In the Korea Times a few days ago Ken Rogoff laid out the regulatory issues to be debated and the positions being staked by the major players in an excellent article "Brave New Financial World." Today’s policymakers can say what they want about international coordination and sustaining a responsible and robust financial system, but new rules always sow the seeds for the next crisis and that will be true this time as well. In fairness, some of the proposed regulations make sense and are necessary but the focus is on keeping the financial “scoundrels” from getting drunk at the punchbowl with scant mention of who spiked the punchbowl in the first place and how to keep it from happening again.

The current maelstrom is a financial market failure of historic proportions but the Federal Reserve and other central banks spiked the punch bowl by hewing policy to inflation indexes of dubious value while ignoring the burgeoning foreign capital inflows ramping up credit growth. The financial sector did what it does best in that environment -- manufacture the yields that these funds were searching for on the presumption that the demand for these instruments will be greater tomorrow.

Bill White, former Chief Economist of the BIS had long been warning of the catastrophic impact from central banks ignoring rapid credit growth because inflation was low. He was right the Fed was wrong and the solution lies less in re-regulating the financial system than it does in resolving the structural imbalances in global trade.

Martin Wolf writes with the usual intelligence and clarity in the FT today (“Why G20 leaders will fail to deal with the big challenge”) --

“. . . next to no adjustment in underlying structural imbalances is occurring. In particular, the non-fiscal sectors of the three big surplus countries are expected to continue to run huge surpluses.
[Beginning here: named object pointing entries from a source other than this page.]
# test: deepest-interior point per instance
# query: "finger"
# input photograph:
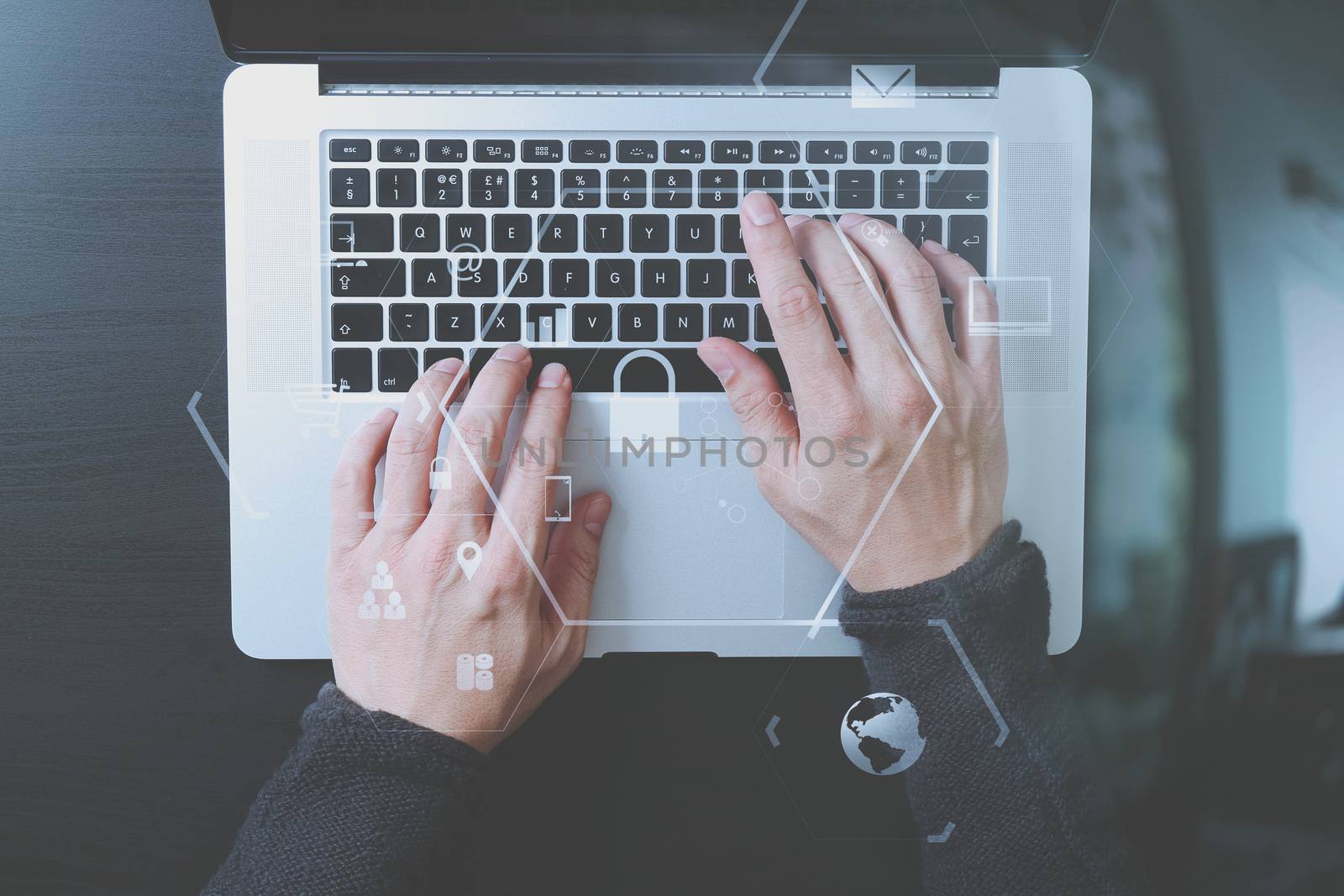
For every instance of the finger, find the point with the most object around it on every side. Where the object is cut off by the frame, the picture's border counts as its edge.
(414, 443)
(353, 481)
(911, 288)
(853, 291)
(479, 429)
(971, 301)
(800, 327)
(753, 390)
(535, 457)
The change – temporary, the surplus countries surely hope – is that domestic fiscal expansion is modestly offsetting the decline in demand coming from deficit countries with over-leveraged private sectors. But that decline in private demand is also offset by massive fiscal boosts in deficit countries.
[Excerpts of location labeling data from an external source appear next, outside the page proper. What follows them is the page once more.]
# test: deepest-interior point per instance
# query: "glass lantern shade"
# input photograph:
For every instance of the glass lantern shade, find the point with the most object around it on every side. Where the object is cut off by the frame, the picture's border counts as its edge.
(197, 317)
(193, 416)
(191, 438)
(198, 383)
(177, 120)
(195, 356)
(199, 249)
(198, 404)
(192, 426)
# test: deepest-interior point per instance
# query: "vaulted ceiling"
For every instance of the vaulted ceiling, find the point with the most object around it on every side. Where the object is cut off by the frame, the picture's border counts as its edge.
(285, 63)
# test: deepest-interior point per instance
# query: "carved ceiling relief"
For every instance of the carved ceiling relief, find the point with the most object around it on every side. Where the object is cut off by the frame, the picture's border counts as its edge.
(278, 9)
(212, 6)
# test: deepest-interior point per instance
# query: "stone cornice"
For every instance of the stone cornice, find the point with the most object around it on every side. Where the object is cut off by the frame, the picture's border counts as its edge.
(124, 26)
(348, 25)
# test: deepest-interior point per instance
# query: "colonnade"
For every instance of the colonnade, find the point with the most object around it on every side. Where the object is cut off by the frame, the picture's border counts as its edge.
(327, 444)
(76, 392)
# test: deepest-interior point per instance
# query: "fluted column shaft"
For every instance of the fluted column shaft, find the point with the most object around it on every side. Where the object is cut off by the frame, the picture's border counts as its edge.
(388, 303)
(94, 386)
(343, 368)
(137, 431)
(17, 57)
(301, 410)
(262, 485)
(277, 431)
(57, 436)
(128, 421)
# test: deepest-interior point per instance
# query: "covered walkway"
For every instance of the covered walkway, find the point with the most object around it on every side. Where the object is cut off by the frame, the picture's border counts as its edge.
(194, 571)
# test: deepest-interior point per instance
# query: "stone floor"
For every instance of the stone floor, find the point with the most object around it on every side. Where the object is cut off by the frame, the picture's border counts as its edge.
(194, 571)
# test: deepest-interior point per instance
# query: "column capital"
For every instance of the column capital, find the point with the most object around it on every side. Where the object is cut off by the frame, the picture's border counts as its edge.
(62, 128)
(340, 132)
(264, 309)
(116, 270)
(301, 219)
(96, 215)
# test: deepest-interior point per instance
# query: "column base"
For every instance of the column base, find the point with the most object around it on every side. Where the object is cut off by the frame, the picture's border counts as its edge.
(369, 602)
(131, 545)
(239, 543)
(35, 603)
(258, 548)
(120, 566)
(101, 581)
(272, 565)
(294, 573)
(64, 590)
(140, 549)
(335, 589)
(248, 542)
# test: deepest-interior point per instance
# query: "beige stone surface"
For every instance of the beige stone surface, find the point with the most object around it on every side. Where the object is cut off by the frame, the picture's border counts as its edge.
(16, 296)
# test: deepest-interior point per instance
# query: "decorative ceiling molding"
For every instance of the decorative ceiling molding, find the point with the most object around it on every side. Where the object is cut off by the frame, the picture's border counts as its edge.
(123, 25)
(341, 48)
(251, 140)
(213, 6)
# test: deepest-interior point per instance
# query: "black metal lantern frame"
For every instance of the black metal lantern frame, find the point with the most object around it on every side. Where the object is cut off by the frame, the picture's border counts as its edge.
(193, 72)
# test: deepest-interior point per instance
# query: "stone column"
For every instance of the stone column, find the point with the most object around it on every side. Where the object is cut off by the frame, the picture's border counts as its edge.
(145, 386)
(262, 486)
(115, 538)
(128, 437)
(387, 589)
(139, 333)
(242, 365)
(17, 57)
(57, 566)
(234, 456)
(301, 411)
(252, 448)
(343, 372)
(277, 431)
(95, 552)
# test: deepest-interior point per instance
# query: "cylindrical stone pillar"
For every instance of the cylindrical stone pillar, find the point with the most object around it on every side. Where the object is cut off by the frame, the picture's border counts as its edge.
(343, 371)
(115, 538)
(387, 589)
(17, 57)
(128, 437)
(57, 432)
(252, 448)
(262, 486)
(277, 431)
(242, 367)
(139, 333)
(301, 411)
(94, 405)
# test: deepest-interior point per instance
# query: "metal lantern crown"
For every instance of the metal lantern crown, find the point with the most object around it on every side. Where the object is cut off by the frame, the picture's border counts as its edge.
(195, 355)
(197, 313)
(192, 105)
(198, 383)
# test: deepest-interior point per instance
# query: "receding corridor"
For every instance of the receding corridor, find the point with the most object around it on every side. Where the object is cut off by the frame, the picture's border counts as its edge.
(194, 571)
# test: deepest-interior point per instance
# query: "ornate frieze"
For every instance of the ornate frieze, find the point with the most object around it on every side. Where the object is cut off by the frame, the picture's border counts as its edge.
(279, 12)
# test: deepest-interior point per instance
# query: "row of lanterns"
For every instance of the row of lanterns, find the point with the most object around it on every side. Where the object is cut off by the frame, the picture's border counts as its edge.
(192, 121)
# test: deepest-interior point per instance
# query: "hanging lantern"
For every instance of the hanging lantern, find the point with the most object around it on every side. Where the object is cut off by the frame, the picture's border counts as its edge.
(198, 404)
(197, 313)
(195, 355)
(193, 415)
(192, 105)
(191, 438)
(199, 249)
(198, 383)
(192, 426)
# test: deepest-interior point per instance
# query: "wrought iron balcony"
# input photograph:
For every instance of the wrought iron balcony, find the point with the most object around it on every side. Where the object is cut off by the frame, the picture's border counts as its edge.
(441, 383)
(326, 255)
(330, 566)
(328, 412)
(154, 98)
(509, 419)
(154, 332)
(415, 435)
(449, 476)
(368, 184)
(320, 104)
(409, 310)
This is not a path towards a durable exit from the crisis. It is a path on which the fiscal deficits needed to offset persistent current account deficits, and collapsing private spending in external deficit countries, continue indefinitely. Unless and until surplus countries recognize that this cannot continue, no durable escape from the crisis will be achieved. Understandably, but foolishly, they are unwilling to do so.
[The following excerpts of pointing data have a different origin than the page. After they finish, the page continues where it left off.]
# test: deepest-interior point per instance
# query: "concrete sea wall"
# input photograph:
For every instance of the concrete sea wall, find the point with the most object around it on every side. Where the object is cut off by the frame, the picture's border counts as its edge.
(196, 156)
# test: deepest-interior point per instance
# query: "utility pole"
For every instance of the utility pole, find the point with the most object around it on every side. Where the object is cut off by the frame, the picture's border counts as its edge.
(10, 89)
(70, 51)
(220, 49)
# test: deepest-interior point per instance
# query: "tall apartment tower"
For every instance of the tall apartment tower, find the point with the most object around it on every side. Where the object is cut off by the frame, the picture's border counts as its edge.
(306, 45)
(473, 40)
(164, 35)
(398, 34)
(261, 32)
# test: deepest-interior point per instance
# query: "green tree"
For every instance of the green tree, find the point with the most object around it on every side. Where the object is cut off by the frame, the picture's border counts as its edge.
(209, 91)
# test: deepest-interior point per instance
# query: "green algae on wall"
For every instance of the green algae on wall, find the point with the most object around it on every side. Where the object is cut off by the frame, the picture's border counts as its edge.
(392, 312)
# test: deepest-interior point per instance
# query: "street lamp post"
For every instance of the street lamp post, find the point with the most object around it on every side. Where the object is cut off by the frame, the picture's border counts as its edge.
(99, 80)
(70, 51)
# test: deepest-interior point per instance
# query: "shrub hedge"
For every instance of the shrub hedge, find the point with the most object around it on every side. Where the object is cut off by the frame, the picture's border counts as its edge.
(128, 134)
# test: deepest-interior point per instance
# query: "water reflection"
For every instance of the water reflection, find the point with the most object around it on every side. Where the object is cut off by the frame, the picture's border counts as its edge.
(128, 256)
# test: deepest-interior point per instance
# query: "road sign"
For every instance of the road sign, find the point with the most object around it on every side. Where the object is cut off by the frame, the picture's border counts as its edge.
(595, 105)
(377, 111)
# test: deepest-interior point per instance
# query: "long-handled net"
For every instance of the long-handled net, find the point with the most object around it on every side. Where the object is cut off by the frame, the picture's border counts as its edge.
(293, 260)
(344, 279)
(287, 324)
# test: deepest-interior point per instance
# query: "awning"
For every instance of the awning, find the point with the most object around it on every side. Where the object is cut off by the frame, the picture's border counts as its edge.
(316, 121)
So what is to be done? That must be a central agenda item of the next G20 summit. The world economy cannot be safely balanced by encouraging a relatively small number of countries to spend themselves into bankruptcy. The answer lies partly in changing the policies of surplus countries. But it lies as much in rethinking the international monetary system. . . . “


There is an answer in the existing international monetary system, let all currencies float freely in the market. The Fed and others have been conducting policy as if this were true. It isn’t. Any fair reading of the Japanese Yen and China’s Yuan against the dollar suggests manipulation on their part to keep their currencies cheap and the export orders flowing. For China to have spent the past decade selling yuan against the dollar despite a massively growing trade surplus to now complain that they own too much dollar debt and the U.S. should do something about it is ludicrous. They should reap the consequences of their policies.

Either the structural imbalance between the trade surplus nations and the trade deficit countries is allowed to resolve itself through freely floating exchange rates and international capital flows or it gets resolved by domestic policies that effectively do the same.

If the G-20 builds a new structure for the financial sector and fails to build new rules for foreign exchange and capital flows we can be sure that global trade imbalances will also collapse the next upturn. At that time the financial sector will present a new set of challenges that the to-be-adopted regulations will have missed and government will be too leveraged to step in and replace private credit.